Берко понял, что Ландсман плакал: одна бровь повыше, как будто свесилась, как скатерть со стола.
— Что с ребенком? — спрашивает Ландсман.
— Зубы. — Берко снимает с крюка на двери спальни плечики с одеждой Ландсмана, вычищенной и отутюженной. Нащупывает и вытаскивает спички, подходит к кровати и протягивает гостю спички и пачку.
— Честно говоря, — начинает Ландсман, — не совсем представляю, что я тут делаю.
— Идея Эстер-Малке. Знает твое отношение к больничным палатам. А они сказали, что тебе там нечего делать.
— Присаживайтесь, мистер.
Стульев в комнате нет. Ландсман показал на кровать, Берко опустился на край, взвыв пружинами.
— Ничего, что я курю?
— Чего. Дуй-ка ты к окошку.
Ландсман подошел к окну, поднял бамбуковую штору. К его удивлению, за окном дождь. Запах дождя проникает сквозь приоткрытое окно: точно так же пахли волосы Бины в его сне. Ландсман скосил взгляд вниз, на стоянку. Ни следа снега, весь стаял. Свет какой-то странный…
— Сколько времени?
— Четыре тридцать… две, — ответил Берко, не глядя на часы.
— А день?
— Воскресенье.
Ландсман открывает окно полностью, присаживается на подоконник правой ягодицей, подставляет вновь зашумевшую голову дождю. Он раскуривает сигарету, затягивается, стараясь решить, насколько обеспокоен этой информацией.

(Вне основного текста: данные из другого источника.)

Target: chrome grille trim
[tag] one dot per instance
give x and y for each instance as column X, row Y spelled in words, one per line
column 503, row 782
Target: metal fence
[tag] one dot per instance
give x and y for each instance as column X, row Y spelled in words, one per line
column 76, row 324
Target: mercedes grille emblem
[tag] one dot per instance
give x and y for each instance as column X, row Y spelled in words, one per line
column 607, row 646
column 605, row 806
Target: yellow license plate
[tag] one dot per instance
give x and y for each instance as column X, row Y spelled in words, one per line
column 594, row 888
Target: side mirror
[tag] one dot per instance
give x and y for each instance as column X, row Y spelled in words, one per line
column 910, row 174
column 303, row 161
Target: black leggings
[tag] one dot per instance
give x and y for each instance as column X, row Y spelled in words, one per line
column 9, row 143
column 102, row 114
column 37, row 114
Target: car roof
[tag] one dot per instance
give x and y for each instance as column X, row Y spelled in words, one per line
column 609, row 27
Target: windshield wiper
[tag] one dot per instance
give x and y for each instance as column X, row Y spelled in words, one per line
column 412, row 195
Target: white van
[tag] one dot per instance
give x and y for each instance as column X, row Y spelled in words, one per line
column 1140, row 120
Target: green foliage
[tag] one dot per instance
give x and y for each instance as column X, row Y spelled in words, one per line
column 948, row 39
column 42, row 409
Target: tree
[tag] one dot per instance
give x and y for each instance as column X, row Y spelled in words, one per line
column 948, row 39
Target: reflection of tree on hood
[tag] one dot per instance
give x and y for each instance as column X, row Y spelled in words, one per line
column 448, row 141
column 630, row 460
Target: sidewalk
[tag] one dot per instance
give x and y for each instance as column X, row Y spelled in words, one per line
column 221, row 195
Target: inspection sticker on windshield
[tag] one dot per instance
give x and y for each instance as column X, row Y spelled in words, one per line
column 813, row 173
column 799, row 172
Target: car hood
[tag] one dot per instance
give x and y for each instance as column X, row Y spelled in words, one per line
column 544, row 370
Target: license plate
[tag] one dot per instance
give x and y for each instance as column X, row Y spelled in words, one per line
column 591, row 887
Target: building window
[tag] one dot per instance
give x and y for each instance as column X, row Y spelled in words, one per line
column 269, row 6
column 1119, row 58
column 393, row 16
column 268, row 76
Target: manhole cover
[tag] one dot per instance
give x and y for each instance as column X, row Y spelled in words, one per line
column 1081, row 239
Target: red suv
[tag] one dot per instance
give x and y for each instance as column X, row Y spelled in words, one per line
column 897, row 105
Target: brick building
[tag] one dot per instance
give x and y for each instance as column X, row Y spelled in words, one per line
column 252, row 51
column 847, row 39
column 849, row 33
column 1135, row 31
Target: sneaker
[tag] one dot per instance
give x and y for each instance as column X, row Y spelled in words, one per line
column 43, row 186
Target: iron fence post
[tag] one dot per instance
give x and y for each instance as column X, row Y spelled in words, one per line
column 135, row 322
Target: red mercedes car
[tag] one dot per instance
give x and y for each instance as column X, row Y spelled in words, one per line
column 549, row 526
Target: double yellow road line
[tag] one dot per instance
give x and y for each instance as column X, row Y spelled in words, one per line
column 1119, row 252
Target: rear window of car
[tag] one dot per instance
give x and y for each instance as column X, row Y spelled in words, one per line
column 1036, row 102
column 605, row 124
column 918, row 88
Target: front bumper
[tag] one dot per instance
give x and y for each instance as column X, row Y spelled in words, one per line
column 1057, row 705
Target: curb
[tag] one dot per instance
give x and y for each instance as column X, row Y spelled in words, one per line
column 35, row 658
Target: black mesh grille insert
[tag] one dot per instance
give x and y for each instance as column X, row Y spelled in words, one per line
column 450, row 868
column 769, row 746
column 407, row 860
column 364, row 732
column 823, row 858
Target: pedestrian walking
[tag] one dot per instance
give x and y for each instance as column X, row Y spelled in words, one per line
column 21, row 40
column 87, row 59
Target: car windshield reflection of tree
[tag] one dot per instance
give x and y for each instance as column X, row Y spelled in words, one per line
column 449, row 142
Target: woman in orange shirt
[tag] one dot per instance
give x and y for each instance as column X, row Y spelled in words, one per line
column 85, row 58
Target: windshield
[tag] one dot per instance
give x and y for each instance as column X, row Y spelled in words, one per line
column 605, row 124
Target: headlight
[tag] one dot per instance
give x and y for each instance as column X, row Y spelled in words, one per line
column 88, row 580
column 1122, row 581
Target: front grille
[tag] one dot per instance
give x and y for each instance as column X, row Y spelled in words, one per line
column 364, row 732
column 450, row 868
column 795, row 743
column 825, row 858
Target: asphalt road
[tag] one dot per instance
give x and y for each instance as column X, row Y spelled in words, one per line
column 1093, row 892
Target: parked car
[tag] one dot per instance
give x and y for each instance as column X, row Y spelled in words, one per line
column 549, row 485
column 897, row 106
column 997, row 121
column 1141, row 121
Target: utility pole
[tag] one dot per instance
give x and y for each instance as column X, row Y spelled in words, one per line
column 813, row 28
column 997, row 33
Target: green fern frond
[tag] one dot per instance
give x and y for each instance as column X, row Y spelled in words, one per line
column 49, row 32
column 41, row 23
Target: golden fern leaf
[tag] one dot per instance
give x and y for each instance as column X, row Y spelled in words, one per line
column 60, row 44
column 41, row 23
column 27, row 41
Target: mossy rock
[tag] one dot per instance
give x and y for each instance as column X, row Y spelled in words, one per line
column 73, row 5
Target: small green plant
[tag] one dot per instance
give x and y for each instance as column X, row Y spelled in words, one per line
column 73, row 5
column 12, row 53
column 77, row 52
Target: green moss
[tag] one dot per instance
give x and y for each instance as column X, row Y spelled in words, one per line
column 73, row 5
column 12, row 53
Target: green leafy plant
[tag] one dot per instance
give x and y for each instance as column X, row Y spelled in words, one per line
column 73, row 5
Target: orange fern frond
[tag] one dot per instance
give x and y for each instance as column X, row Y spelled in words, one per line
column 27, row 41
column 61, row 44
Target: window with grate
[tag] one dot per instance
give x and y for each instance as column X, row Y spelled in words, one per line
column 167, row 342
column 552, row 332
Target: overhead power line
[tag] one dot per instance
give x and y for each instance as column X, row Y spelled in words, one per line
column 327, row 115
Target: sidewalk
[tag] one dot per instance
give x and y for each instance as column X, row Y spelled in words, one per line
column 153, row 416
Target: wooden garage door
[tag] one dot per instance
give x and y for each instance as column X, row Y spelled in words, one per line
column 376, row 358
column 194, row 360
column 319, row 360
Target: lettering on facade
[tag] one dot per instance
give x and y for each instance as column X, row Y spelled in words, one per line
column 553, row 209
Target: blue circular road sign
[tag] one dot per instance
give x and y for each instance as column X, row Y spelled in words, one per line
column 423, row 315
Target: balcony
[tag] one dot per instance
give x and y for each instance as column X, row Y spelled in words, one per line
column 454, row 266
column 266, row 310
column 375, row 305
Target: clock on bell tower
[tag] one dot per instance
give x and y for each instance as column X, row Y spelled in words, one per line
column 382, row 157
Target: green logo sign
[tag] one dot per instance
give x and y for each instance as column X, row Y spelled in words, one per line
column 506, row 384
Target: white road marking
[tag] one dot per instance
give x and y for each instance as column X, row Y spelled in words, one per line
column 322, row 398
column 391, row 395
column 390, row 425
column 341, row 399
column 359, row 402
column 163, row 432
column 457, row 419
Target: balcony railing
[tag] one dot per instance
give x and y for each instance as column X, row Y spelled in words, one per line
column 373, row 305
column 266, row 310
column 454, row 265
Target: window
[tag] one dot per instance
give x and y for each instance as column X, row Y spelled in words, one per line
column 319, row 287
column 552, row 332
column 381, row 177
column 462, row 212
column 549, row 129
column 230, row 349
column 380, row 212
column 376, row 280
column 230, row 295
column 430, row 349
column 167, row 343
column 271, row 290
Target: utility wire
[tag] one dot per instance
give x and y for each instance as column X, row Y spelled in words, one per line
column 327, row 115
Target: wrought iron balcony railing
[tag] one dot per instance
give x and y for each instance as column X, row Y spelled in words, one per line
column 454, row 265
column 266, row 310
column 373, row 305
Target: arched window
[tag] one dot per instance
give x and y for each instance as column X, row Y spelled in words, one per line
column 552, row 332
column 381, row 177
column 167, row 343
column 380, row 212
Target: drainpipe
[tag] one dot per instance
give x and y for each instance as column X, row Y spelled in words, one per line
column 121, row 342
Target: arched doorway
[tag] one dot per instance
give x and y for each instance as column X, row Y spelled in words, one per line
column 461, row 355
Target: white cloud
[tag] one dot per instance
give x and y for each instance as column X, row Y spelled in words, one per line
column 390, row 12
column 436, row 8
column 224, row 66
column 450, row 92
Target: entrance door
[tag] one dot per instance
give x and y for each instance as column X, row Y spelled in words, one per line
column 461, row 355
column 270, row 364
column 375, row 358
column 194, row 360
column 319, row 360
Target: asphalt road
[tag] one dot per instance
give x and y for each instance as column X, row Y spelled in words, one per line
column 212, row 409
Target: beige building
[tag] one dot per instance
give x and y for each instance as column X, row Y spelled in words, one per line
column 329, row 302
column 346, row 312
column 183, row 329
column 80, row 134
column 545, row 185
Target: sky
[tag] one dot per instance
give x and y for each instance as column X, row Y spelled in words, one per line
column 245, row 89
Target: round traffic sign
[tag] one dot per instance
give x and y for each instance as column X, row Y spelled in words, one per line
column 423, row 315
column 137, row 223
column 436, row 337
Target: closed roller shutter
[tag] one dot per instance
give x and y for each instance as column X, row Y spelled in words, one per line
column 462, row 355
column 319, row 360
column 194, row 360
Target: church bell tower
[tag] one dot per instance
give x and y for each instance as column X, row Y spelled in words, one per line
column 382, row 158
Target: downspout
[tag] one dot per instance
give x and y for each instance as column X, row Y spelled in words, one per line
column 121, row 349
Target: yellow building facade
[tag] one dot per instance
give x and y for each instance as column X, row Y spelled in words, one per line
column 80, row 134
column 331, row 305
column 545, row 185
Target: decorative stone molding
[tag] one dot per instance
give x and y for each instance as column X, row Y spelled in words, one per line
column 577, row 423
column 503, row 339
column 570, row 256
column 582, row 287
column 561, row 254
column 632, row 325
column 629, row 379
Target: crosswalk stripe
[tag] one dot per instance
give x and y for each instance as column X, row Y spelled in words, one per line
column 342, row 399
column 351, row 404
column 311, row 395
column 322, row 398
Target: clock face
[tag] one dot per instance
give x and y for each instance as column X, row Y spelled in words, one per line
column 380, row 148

— Ну и спать же я… — бормочет он неопределенно.
— Организм нуждался в отдыхе, — реагирует Берко, покосившись на Ландсмана. — Кстати, штаны с тебя стягивала Эстер-Малке.
Ландсман стряхнул пепел за окно.
— Меня подстрелили.
— Царапина. Даже ожог. Шить не пришлось.
— Их трое было. Рафаил Зильберблат, пишер, которого я принял за его брата, и какая-то курица. Липовый братец упер машину, бумажник, бляху и шолем. Бросил меня без оказания помощи, мерзавец.
— Так в точности и реконструировали.